第237章:朝堂哗然,如何应对
驿马冲破晨雾,蹄声撞开宫门。
通政司官捧着油布包裹的文书疾步穿廊,甲片刮过石阶发出短促响动。
早朝将散,文武官员正收袖准备退班。
夜宸渊指尖搭在龙椅扶手上,目光扫过殿外天色。
“边关急报——”
声音撕裂寂静。
百官转身,视线钉在通政司官手中。
那人跪地展开文书,嗓音发紧:“主帅云倾凰陈情书:职守所在,不敢轻离。”
礼部尚书猛地站起,袍角带翻茶盏。
“抗旨?这是明摆着违逆圣命!”
兵部侍郎低声道:“她未称病推脱,也未拒接诏书,只是上书陈情……依制合乎规矩。”
“规矩?”礼部尚书冷笑,“主帅拒返京受赏,还敢自称依制?若人人效仿,朝廷威严何存!”

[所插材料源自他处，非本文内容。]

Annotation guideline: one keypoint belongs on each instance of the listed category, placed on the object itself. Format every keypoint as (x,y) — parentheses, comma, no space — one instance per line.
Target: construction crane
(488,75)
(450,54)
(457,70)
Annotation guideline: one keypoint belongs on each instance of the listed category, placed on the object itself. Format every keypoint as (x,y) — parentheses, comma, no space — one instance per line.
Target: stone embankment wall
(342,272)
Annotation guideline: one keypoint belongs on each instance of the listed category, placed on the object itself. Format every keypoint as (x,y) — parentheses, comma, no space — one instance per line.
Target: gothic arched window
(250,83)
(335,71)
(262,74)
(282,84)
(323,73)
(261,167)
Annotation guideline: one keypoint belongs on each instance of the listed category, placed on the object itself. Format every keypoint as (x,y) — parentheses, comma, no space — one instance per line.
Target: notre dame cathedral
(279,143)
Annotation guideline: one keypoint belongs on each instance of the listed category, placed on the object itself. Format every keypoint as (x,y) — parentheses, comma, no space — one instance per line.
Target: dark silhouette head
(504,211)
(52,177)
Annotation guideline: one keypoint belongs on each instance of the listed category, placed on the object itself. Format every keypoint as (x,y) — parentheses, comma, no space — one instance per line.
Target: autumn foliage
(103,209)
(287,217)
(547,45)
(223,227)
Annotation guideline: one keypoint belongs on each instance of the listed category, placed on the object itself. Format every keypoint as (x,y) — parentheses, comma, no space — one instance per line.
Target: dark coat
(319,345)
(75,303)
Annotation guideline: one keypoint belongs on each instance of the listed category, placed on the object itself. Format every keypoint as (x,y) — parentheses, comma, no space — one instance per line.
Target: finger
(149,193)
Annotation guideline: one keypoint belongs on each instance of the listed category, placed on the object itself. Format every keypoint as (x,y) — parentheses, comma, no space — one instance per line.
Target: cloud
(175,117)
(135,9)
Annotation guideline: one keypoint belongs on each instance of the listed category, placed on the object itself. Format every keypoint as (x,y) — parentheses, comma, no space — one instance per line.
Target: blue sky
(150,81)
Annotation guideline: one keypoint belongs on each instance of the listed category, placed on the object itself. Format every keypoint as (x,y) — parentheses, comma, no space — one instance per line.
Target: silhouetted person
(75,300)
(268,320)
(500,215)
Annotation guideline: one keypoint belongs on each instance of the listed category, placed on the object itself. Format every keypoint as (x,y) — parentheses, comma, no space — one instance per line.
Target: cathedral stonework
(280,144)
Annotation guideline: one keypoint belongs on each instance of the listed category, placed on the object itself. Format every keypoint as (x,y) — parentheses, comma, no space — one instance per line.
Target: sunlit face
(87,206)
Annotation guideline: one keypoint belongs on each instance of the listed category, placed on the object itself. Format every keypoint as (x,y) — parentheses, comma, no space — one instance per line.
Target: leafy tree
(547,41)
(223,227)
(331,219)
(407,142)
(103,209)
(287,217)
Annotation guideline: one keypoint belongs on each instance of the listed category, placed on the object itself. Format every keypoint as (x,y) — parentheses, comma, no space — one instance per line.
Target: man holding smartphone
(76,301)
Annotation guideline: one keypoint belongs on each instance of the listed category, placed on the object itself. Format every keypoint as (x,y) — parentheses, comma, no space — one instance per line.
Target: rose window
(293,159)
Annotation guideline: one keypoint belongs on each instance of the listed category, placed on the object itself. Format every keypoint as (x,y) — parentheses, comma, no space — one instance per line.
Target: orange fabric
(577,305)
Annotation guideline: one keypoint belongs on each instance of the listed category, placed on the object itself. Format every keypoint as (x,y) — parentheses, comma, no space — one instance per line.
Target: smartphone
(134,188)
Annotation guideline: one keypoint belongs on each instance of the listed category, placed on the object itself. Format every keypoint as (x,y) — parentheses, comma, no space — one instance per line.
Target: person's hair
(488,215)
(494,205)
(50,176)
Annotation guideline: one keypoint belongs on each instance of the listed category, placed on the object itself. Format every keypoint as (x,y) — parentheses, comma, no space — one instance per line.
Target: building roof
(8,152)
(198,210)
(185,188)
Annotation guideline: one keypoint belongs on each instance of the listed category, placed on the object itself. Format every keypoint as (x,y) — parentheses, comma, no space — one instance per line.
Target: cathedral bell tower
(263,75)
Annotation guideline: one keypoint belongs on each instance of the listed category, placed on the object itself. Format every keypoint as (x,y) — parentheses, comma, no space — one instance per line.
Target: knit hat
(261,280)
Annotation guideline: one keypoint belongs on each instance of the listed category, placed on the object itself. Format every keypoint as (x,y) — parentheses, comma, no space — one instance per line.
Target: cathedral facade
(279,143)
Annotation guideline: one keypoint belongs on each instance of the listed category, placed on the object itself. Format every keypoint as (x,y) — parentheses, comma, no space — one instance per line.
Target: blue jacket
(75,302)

户部左侍郎插话:“西北三堡军粮六成出自其自筹,若骤然夺权,恐边军生变。”
“那便由她逍遥在外?”刑部主事拍案,“今日抗召回京,明日便可拒调兵符!纲常崩坏,始于纵容!”
夜宸渊始终未语。
他盯着御案边缘一道旧刻痕,那是某次地震震落镇纸所留。
“云倾凰握重兵于外已逾两载。”工部尚书缓缓开口,“修驿站、立边市、收流民,根基渐固。此时削权,无异逼反。”
“可她若真忠心为国,岂会拒召?”礼部尚书紧盯夜宸渊,“陛下不表态,臣等不知所从。”
殿内骤静。
夜宸渊终于抬眼:“卿等所言皆有理。”
兵部尚书立即接话:“蛮族可汗虽毙,南八部未降。今若换将,前线士气必挫。”
“但她已形同割据!”礼部尚书声音拔高,“商路自控、铁器私炼、屯田募兵,哪一样经由中枢批复?”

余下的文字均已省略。